Read the article: “Data-Driven Attribution: What It Is and How It Works“
Custom Attribution Model
The model is built based on your own observations
The model is based on one of the standard models and supplemented with parameters important for your business.
When to use: If you have already tried standard attribution models, understood what they lack, and know which metrics are important for you to consider.
Example: You have been running a language course campaign for several years. You have conducted numerous tests, turning advertising sources on and off. You noticed that video ads had a significant impact on the success of the campaign. Therefore, you need to build an attribution model in which the highest value is assigned to the video format. To do this, you create a custom attribution model based on a basic model (e.g., position-based) and assign a value multiplier to the “video” channel.
Advantage: Customizable based on business needs.
Disadvantage: Requires a lot of preparatory work.
Attribution in Google: Tools and Data
Google Analytics
Attribution reports are available in the “Conversions” section.
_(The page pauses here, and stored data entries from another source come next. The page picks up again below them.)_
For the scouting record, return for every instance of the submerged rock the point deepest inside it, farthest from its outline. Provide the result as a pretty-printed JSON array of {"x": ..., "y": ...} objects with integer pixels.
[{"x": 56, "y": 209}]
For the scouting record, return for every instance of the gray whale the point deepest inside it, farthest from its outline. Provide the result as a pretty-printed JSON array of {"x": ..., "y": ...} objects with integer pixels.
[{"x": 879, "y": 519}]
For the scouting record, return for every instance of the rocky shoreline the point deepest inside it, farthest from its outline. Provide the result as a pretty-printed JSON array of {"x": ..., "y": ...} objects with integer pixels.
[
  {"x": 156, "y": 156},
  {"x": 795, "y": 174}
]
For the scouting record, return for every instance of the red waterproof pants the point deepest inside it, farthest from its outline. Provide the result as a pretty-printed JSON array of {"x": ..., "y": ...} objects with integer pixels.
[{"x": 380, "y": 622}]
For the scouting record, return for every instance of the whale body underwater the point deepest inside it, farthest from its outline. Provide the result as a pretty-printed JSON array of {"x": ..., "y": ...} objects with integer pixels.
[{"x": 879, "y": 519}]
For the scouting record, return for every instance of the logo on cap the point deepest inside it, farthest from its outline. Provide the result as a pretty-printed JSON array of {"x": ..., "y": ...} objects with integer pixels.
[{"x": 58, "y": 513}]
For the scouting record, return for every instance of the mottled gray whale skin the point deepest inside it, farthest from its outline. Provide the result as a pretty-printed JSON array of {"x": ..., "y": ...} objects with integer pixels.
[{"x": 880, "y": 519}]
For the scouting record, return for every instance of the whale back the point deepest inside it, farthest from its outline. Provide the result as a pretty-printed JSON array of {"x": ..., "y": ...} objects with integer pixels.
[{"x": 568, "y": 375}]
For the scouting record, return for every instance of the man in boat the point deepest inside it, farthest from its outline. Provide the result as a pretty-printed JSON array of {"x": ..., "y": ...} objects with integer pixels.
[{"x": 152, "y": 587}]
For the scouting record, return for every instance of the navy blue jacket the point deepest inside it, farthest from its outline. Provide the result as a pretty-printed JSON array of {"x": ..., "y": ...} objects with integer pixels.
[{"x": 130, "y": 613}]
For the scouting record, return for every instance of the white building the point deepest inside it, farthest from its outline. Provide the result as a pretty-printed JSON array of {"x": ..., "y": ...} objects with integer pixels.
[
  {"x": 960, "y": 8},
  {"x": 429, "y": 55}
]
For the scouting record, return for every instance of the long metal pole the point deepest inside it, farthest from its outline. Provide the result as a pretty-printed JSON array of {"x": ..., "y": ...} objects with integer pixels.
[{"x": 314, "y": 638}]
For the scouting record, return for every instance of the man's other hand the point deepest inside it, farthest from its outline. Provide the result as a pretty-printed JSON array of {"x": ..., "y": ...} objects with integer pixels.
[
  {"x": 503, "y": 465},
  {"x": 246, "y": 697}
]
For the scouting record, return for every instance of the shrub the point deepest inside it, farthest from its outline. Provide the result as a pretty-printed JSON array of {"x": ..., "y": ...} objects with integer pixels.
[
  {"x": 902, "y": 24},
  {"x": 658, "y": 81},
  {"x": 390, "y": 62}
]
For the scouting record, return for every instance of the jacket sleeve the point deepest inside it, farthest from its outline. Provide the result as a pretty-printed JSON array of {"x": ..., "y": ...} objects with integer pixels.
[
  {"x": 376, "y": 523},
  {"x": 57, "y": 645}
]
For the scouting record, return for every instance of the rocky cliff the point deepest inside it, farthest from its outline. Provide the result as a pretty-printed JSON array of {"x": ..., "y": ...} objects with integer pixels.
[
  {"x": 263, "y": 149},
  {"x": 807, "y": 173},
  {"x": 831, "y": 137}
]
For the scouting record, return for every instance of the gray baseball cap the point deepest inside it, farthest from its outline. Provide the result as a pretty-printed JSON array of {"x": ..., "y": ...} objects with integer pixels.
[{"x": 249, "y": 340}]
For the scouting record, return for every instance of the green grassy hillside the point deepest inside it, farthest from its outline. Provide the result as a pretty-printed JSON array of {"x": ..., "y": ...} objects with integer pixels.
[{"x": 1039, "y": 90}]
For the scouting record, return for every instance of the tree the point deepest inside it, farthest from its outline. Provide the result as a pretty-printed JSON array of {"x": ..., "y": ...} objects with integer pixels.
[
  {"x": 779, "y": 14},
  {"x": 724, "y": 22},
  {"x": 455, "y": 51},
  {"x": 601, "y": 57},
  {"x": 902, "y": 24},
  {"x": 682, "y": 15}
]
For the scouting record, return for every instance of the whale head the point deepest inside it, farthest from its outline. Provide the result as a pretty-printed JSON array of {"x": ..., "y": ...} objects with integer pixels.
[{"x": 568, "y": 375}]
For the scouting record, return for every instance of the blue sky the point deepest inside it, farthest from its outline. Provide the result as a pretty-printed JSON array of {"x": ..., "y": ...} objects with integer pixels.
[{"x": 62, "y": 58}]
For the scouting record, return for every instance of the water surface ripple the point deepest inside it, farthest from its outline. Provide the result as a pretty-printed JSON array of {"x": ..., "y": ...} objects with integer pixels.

Advertisers have access to all described models, but the default reports use “last indirect interaction.”
Google Ads
Attribution reports are located in the “Tools” section — under “Search Attribution.” All types of attribution are available for modeling, and standard reports are based on “last click in Google Ads.”
Google Attribution (Beta)
The new system, which is currently in beta, will integrate attribution reports from Google Analytics. All attribution models will be available for comparative analysis.
Google Marketing Platform
Used to automate and optimize programmatic ad buying. If ads are bought on non-Google accounts, they can be tagged with pixels in the Google Marketing Platform.